Portanto, segundo o autor, faz-se necessário uma relação entre o documento escrito e as forças determinantes do poder para existir uma Constituição. É necessário buscar a efetivação dos direitos contidos na norma constitucional, visto que o fato de estarem legitimados não implica que serão cumpridos. Todavia, o artigo 5º, caput, ao estabelecer a igualdade formal de todos passa a garantir que, independentemente da discussão realizada, o primado legal deve ser observado.
Isso mostra que o estudo do conceito de gênero, muito embora envolva variados aspectos, não estaria isento de reconhecer a igualdade formal de todos, partindo-se de um enfoque positivista. Isso estende essa garantia a outros direitos, como o da liberdade e o da dignidade da pessoa humana.
Nesse sentido, não é possível limitar as discussões que envolvam gênero e o direito à igualdade numa análise única do que a norma jurídica prevê.
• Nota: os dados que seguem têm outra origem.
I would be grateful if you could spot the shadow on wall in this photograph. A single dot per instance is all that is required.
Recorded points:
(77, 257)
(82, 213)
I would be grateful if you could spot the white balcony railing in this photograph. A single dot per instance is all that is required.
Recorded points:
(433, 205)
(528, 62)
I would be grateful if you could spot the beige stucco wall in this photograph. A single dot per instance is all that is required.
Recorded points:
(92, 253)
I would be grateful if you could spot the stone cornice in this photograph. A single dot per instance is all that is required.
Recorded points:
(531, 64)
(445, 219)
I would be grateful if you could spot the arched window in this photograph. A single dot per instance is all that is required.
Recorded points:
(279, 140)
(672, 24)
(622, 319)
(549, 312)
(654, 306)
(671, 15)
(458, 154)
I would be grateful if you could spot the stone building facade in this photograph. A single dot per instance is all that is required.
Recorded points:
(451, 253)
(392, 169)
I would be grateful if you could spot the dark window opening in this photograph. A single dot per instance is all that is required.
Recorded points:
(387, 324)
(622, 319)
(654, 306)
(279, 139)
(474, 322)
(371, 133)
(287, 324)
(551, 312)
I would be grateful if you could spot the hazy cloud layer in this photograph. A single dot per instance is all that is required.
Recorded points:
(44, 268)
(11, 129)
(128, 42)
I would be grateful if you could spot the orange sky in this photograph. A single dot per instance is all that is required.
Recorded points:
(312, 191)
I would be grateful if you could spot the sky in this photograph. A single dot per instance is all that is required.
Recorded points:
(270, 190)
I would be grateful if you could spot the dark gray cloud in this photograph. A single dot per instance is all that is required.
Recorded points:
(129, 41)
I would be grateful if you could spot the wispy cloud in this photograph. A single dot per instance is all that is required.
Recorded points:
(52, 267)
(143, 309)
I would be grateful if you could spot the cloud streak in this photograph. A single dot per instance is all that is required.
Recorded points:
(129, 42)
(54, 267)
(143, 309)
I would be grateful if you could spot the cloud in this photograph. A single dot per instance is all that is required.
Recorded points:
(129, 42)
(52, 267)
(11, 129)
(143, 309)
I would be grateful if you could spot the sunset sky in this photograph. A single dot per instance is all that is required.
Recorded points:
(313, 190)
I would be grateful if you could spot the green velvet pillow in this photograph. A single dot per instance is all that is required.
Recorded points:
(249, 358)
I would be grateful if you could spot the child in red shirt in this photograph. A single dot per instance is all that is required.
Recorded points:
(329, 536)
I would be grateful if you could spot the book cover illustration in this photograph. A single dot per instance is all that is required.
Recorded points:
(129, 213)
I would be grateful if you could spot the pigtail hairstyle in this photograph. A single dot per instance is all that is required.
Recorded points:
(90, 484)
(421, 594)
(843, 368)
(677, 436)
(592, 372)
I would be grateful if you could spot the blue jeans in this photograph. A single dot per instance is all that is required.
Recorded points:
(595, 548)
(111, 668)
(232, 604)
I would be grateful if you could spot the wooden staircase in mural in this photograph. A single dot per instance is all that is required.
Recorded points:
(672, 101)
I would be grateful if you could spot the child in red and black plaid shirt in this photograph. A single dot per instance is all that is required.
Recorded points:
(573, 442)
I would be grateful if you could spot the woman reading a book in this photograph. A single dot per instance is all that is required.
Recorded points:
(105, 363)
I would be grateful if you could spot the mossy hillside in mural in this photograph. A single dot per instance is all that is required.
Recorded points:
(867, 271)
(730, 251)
Pois materialmente, não vivemos em um estado que nos concede direitos de fácil aferição.
2.3 O estupro como crime de poder
O CPB em seu Art. 213 tipifica legalmente o crime de estupro e não faz menção a um sujeito passivo específico, ou seja, o crime pode ser ativamente cometido por homens e mulheres:
Art. 213. Constranger alguém, mediante violência ou grave ameaça, a ter conjunção carnal ou a praticar ou permitir que com ele se pratique outro ato libidinoso:
Pena - reclusão, de 6 (seis) a 10 (BRASIL. Código Penal de 1940).
É necessário elencar que o patriarcado era elemento presente em nosso ordenamento jurídico, prevalecendo os direitos masculinos aos femininos e cabendo às mulheres a posição de subordinação e inferioridade, lesando-as de variadas formas.
Por conseguinte, não somente no Brasil a realidade vivenciada era a de exclusão feminina. Desde os primórdios, mulheres enfrentam situações de preconceito em que o tratamento é de distinção abrupta em relação aos homens. Beauvoir (1890 apud Kennya Passos 2017), em uma crítica a universalidade masculina, expõe que a mulher foi concebida como a imagem de seu marido, sendo definida a partir dele e suas diferenças apontadas como falhas:
A humanidade é masculina e o homem define a mulher não em si, mas relativamente a ele; ela não é considerada um ser autônomo [...] A mulher determina-se e diferencia-se em relação ao homem e não este em relação a ela; a fêmea é o inessencial perante o essencial. O homem é o Sujeito, o Absoluto; ela é o Outro (BEAUVOIR,1980, p.10).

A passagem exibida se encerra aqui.